Su nombre es NGC 5134, y el Telescopio Espacial James Webb ha revelado su estructura con una claridad impresionante.
Los brazos espirales aparecen surcados por filamentos de polvo rojo brillante y cúmulos de estrellas jóvenes. En el centro, un punto blanco azulado resplandece intensamente: el núcleo galáctico, rodeado de densas regiones donde nacen nuevas generaciones estelares.
Los instrumentos infrarrojos del Webb permiten observar el polvo cálido que normalmente ocultaría estas estructuras en luz visible.
Al estudiar galaxias cercanas con este nivel de detalle, los astrónomos pueden comprender mejor otras mucho más distantes, apenas visibles como diminutos puntos de luz en el fondo del universo.
El valor de mirar hacia el cosmos
Cada una de estas imágenes es más que un logro tecnológico.
Es el resultado de décadas de investigación, cooperación internacional y una profunda curiosidad humana por comprender nuestro lugar en el universo.
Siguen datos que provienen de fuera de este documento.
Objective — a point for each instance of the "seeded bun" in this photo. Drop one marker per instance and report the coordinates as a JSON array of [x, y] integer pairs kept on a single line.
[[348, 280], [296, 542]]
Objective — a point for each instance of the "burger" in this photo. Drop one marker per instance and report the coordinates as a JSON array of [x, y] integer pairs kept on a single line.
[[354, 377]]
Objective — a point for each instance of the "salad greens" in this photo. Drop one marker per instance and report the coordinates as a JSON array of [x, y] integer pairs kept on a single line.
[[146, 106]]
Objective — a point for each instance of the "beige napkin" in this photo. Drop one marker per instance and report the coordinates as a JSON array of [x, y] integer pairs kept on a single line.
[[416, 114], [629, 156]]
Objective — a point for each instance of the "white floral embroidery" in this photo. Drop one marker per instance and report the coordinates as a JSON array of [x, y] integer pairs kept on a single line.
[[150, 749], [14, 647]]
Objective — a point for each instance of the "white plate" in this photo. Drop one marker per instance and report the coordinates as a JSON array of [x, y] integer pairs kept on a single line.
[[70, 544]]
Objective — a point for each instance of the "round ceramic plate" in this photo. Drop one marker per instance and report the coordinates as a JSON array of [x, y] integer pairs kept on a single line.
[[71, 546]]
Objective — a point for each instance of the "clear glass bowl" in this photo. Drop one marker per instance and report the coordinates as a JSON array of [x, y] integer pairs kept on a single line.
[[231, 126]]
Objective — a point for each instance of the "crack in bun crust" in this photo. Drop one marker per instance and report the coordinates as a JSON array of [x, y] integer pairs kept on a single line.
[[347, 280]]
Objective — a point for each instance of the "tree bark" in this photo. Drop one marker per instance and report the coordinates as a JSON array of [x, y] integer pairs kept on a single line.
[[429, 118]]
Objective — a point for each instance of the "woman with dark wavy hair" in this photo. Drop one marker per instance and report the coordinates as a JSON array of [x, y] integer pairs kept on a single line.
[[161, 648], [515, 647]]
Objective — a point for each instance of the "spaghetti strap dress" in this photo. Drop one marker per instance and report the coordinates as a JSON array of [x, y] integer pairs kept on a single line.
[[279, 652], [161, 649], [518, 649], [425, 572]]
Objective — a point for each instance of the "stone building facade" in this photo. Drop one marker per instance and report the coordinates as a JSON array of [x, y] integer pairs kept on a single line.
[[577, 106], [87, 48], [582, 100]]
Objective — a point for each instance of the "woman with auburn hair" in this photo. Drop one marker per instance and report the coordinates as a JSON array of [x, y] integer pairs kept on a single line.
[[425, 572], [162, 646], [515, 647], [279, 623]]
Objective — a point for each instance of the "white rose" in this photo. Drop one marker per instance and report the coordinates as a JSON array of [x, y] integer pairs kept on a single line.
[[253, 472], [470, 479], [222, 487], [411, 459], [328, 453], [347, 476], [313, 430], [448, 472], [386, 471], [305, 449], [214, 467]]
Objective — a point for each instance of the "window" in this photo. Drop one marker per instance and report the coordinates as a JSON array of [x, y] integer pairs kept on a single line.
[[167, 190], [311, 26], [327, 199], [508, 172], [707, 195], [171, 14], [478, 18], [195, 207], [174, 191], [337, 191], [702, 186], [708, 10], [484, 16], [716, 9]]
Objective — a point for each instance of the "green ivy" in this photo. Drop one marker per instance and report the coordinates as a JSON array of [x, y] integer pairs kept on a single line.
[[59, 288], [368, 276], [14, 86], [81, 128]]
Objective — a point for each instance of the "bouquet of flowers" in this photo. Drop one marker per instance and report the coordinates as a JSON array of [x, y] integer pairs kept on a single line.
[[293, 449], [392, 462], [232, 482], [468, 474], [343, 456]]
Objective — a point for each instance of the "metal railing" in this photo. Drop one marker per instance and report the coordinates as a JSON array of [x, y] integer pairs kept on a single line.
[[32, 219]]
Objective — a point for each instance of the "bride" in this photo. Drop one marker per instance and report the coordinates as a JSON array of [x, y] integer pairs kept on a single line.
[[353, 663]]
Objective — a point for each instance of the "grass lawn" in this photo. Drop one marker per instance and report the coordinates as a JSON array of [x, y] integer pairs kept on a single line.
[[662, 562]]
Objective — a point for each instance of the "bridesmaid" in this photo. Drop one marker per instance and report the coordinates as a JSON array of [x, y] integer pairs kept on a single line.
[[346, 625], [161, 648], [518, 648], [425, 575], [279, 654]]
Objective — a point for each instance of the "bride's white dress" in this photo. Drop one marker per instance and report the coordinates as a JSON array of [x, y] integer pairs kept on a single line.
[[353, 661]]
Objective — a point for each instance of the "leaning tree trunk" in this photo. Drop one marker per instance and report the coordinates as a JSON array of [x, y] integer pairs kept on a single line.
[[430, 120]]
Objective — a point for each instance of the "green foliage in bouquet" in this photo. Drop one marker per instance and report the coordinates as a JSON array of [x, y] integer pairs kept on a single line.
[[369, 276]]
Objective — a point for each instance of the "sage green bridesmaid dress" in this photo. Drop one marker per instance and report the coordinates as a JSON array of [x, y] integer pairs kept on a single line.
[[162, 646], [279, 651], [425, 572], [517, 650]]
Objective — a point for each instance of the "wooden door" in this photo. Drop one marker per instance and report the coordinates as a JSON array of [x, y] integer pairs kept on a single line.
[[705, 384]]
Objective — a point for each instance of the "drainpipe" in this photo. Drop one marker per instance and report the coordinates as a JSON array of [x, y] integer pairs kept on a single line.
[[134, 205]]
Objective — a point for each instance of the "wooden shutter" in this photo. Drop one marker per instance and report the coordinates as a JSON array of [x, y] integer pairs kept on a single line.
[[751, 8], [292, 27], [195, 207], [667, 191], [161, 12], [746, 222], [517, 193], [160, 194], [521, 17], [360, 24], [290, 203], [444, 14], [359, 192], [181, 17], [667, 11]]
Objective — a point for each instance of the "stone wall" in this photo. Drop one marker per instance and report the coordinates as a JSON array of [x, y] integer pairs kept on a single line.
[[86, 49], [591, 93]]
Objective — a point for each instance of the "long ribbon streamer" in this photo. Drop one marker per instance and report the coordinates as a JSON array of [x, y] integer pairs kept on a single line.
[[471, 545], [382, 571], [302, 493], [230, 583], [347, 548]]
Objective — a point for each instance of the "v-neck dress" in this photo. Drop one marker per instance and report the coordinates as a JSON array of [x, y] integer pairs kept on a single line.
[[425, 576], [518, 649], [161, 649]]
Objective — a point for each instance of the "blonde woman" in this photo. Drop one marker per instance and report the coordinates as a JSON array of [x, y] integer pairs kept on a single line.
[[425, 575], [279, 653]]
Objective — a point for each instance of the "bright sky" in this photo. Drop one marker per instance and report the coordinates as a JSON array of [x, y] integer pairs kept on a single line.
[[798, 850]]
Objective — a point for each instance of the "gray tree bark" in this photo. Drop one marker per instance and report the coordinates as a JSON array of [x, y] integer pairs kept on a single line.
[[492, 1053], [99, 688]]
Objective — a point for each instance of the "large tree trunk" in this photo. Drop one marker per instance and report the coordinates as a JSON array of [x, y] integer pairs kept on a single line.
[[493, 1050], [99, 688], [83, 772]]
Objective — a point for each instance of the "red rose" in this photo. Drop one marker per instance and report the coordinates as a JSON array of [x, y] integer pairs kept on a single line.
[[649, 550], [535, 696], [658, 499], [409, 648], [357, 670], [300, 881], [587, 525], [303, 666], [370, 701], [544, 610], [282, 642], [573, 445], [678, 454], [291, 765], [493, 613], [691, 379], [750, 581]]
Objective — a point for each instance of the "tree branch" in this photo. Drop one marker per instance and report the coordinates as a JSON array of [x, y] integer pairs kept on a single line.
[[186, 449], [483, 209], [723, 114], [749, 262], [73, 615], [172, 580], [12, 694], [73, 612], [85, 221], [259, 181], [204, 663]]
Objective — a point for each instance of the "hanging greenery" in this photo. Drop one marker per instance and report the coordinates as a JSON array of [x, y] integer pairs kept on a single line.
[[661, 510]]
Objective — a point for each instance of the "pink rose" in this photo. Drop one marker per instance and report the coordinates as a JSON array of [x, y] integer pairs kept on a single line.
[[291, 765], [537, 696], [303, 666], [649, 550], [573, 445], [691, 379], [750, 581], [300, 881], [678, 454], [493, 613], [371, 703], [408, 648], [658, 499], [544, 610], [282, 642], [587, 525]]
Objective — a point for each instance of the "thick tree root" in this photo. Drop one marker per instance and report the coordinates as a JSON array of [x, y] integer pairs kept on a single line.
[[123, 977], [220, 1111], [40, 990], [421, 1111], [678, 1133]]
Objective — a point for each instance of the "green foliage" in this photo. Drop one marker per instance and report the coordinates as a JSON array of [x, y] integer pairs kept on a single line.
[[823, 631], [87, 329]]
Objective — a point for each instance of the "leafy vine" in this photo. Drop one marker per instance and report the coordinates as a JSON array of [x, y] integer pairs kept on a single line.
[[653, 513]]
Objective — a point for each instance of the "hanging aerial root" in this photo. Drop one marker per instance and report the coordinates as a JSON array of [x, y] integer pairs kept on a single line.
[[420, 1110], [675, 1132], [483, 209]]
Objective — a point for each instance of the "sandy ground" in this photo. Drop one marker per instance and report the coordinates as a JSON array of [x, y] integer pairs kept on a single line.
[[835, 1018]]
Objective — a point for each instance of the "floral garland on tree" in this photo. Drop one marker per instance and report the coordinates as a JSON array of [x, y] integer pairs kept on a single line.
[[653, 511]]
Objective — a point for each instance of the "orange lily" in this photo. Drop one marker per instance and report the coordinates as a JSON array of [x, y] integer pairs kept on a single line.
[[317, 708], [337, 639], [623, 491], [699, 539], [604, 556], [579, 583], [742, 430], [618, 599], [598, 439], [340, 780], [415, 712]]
Explorar el cosmos no solo nos permite descubrir cómo nacen las estrellas, cómo evolucionan los planetas o cómo se forman las galaxias. También nos ayuda a responder una de las preguntas más antiguas de la humanidad:
¿Estamos solos?
La astronomía es, en esencia, una ciencia de perspectiva.
Cuando observamos la inmensidad del universo, comprendemos algo fundamental: nuestro planeta es pequeño, frágil y extraordinariamente raro.
Y quizá por eso mismo, vale la pena protegerlo, estudiarlo y seguir mirando hacia las estrellas.